International legal instruments have taken a consistently narrow approach when defining the concept. These instruments generally only regard illicit enrichment as a concept that relates to corruption and only include limiting terms such as 'an increase in assets' when describing the form a person's illicit enrichment may take.

Domestic laws have often taken a much broader approach when defining illicit enrichment. Rather than just limiting the concept of illicit enrichment to include an increase in assets, legislators in dozens of countries around the world have defined illicit enrichment to also include unjustifiable increases in a person's ‘standard of living’ (e.g. Bhutan), ‘train de vie’ (e.g. Senegal) or ‘modo de vida’ (e.g. São Tomé and Príncipe).

Additionally, while the international instruments only take into account the enrichment of ‘public officials’ or ‘government officials’, many countries take a much broader interpretation in their own laws and define illicit enrichment as an act that can be committed by ‘any person’ (e.g. Rwanda).

==Illicit enrichment laws==
Illicit enrichment laws are those that target situations where a person has illicitly enriched themselves - or has enjoyed some sort of wealth that has not been justified as coming from lawful sources of income. Illicit enrichment laws are unique from other types of proceeds of crime-focused laws as they do not require a state to establish that any sort of criminal activity has taken place. Instead, if a court is satisfied that a person has enjoyed some sort of wealth, and that this wealth has not been established as being derived from a legal source, then the court will be permitted to impose some sort of criminal or civil sanction (depending on the relevant law).

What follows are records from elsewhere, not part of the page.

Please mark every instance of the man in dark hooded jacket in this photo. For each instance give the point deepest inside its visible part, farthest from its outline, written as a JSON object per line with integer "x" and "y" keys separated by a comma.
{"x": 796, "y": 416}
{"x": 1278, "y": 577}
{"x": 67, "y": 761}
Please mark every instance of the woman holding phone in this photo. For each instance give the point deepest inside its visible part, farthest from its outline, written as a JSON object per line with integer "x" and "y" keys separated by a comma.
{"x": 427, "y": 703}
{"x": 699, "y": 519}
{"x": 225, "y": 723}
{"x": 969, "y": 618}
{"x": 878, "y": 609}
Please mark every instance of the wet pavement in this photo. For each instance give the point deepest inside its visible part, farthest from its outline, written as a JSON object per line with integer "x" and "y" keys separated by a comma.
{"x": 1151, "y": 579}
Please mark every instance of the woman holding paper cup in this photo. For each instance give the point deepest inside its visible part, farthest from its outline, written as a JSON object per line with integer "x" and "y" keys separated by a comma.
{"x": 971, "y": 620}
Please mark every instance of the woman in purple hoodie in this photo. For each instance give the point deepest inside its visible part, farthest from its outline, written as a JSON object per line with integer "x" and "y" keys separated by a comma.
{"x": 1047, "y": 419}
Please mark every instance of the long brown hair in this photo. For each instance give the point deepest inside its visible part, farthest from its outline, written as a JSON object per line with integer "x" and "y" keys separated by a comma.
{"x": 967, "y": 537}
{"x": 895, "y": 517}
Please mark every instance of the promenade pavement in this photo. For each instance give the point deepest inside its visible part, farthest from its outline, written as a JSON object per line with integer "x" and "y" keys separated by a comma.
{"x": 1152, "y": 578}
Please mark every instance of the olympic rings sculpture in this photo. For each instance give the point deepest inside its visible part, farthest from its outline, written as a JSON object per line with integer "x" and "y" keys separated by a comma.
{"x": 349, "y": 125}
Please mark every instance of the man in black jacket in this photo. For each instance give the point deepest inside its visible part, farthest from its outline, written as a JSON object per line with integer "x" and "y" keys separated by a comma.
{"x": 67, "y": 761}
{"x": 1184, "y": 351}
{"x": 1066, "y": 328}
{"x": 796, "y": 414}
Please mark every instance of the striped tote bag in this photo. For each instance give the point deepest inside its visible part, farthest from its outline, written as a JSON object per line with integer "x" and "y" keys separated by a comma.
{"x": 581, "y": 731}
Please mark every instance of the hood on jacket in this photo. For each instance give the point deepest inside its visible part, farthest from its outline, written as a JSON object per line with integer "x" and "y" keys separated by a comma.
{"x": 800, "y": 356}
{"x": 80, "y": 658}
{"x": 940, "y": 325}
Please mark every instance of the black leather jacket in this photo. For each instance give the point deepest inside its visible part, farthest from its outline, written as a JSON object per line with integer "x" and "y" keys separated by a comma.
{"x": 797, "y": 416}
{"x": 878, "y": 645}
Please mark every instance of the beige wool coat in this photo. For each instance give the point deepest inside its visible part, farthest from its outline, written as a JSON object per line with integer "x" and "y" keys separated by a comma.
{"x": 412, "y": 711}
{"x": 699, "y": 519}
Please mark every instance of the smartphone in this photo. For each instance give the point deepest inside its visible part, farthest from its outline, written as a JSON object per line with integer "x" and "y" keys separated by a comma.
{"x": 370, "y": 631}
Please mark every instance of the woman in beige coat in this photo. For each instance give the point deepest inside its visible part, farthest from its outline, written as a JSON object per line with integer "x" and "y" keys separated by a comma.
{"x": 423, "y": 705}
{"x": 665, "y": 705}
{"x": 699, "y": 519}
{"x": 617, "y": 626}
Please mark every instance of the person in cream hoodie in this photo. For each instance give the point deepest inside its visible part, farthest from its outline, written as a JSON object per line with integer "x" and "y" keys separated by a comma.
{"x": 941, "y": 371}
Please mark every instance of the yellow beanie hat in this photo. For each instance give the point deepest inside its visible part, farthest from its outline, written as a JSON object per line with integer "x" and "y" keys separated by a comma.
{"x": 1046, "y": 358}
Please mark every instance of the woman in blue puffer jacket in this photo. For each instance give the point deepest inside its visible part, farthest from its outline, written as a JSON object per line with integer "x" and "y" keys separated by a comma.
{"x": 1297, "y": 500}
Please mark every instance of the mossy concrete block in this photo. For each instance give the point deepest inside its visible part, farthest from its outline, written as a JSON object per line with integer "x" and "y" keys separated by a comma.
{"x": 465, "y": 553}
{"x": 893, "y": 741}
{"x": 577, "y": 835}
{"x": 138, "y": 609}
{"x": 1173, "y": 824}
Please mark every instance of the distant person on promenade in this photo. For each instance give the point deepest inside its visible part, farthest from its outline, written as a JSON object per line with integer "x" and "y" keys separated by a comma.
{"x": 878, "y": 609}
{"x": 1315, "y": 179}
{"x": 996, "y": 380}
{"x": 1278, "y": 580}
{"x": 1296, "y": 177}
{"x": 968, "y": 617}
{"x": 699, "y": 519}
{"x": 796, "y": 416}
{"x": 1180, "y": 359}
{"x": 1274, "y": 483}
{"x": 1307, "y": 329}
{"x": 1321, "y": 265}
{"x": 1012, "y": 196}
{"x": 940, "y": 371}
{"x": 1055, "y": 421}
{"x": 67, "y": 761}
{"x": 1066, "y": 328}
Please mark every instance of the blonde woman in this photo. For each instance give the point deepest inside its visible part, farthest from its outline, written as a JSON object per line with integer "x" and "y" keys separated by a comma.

While the majority of laws targeting illicit enrichment (also known as ‘unexplained wealth’ or ‘unexplained assets’) are based in criminal procedure, there are also a number of laws based in civil procedure that similarly target situations of illicit enrichment.

===Criminal illicit enrichment laws===
Criminal illicit enrichment laws are those that are based in criminal procedure. They constitute a criminal offence, and can therefore result in a criminal punishment. An example of a criminal illicit enrichment law is the offence found in Section 10 of Hong Kong's Prevention of Bribery Ordinance 1971. Another example is that of Argentina, which is contained in Article 268(2) of the country's Criminal Code.

===Civil illicit enrichment laws ===

There are also laws based in civil procedure that target illicit enrichment. These civil illicit enrichment laws generally use terms such as 'unexplained wealth' or 'unexplained assets' to describe the situation of illicit enrichment that is being targeted. These types of laws do not attract criminal punishments, but instead result in civil orders made against the relevant person to repay the value of the amount of wealth that they are unable to justify as coming from legal sources. An example of this type of law is the “unexplained wealth declaration” mechanism contained in Western Australia's Criminal Property Confiscation Act.

===Qualified illicit enrichment laws===
There are also both criminal and civil laws that exist that target illicit enrichment in the same way as the two categories of laws described above, but for the fact that they also require an additional threshold of proof to be met, namely that there is a 'reasonable suspicion' or a 'reasonable belief' that some sort of criminal activity has occurred. An example of this type of law is contained in Kenya's Anti-Corruption and Economic Crimes Act.